The last section of Google's paper is dedicated to dispelling various fallacies and correcting misunderstandings, a number of which relate to the choice of the K80 GPU. 1 section is particularly worth quoting:

Fallacy: CPU and GPU results would be comparable to the TPU if we used them more than efficiently or compared to newer versions.

Nosotros originally had 8-bit results for merely one DNN on the CPU, due to the pregnant work to apply AVX2 integer back up efficiently. The benefit was ~3.5X. It was less confusing (and infinite) to present all CPU results in floating signal, rather than having ane exception, with its ain roofline. If all DNNs had like speedup, performance/Watt ratio would drop from 41-83X to 12-24X. The new 16-nm, i.5GHz, 250W P40 datacenter GPU tin can perform 47 Tera 8-bit ops/sec, but was unavailable in early 2015, so isn't contemporary with our 3 platforms. We too tin't know the fraction of P40 peak delivered within our rigid time bounds. If we compared newer chips, Department 7 shows that we could triple functioning of the 28-nm, 0.7GHz, 40W TPU just by using the K80's GDDR5 memory (at a cost of an additional 10W).
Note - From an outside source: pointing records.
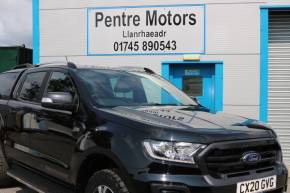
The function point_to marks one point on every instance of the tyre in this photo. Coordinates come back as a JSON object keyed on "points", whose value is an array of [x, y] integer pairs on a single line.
{"points": [[106, 181]]}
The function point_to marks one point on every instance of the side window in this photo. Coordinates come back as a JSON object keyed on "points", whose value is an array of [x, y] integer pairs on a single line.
{"points": [[7, 82], [61, 82], [31, 88]]}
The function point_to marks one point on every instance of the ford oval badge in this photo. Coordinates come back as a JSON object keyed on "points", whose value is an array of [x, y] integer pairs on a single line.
{"points": [[251, 157]]}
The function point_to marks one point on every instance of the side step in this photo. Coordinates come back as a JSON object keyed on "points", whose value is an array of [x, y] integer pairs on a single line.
{"points": [[36, 181]]}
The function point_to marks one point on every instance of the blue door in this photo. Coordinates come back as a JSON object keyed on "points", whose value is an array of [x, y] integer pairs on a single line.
{"points": [[196, 80]]}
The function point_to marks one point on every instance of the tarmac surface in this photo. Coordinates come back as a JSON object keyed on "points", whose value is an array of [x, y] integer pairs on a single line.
{"points": [[22, 189]]}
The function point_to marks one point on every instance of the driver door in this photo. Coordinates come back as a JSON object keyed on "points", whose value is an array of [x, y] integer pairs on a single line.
{"points": [[54, 140]]}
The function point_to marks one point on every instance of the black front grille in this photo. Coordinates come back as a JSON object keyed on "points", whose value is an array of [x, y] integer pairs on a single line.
{"points": [[227, 159]]}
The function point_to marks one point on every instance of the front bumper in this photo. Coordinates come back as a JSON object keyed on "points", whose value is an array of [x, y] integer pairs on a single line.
{"points": [[163, 183]]}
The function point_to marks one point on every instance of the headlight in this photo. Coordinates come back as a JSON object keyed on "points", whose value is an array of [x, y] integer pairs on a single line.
{"points": [[172, 151]]}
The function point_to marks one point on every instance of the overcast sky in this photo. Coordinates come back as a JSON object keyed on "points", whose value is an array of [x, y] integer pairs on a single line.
{"points": [[16, 22]]}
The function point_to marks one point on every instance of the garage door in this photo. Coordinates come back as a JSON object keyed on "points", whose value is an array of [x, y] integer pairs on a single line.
{"points": [[279, 77]]}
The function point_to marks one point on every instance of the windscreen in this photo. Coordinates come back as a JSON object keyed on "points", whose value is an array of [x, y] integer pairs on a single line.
{"points": [[111, 88]]}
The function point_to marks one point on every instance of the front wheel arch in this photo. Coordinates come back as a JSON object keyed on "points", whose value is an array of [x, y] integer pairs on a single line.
{"points": [[97, 162]]}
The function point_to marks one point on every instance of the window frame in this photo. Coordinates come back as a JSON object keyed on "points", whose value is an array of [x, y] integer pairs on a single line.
{"points": [[21, 83], [13, 86], [49, 75]]}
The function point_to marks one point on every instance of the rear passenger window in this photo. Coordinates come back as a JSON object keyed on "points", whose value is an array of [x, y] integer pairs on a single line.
{"points": [[31, 88], [7, 81]]}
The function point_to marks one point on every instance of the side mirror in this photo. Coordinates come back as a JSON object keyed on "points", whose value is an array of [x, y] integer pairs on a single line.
{"points": [[59, 101]]}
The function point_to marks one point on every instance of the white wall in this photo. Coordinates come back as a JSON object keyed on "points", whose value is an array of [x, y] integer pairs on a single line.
{"points": [[233, 36]]}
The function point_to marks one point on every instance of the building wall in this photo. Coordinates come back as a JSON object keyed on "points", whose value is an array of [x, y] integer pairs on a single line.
{"points": [[232, 36]]}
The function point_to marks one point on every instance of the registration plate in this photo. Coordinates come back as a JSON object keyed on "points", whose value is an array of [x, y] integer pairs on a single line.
{"points": [[257, 185]]}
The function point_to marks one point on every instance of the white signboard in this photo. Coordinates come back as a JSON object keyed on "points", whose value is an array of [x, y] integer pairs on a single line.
{"points": [[145, 30]]}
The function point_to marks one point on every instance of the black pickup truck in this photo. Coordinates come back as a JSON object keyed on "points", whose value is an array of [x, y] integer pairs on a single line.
{"points": [[99, 130]]}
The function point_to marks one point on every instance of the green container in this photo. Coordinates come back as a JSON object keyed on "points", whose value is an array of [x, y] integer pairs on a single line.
{"points": [[13, 56]]}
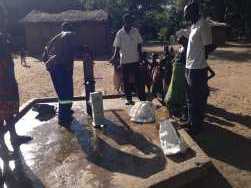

This kind of announcement isn't the sort of thing Nvidia is going to be happy to hear. To be clear, Google's TPU results today are applicable to inference workloads, not the initial task of training the neural network — that'south however done on GPUs. But, with respect to Nvidia and AMD both, we've also seen this kind of cycle play out earlier. One time upon a time, CPUs were the unquestioned kings of cryptocurrency mining. So, as difficulty rose, GPUs became ascendant, thanks to vastly college hash rates. In the long run, however, custom ASICs took over the market.

Both AMD and Nvidia recently added (Nvidia) or announced (AMD) support for viii-bit operations to meliorate total GPU throughput in deep learning and AI workloads, merely it volition take significant improvements over and higher up these steps to address the advantage ASICs would possess if they starting time moving into these markets. That'southward not to say we expect custom ASIC designs to own the market — Google and Microsoft may exist able to afford to build their own custom hardware, merely most customers won't have the funds or expertise to have that on.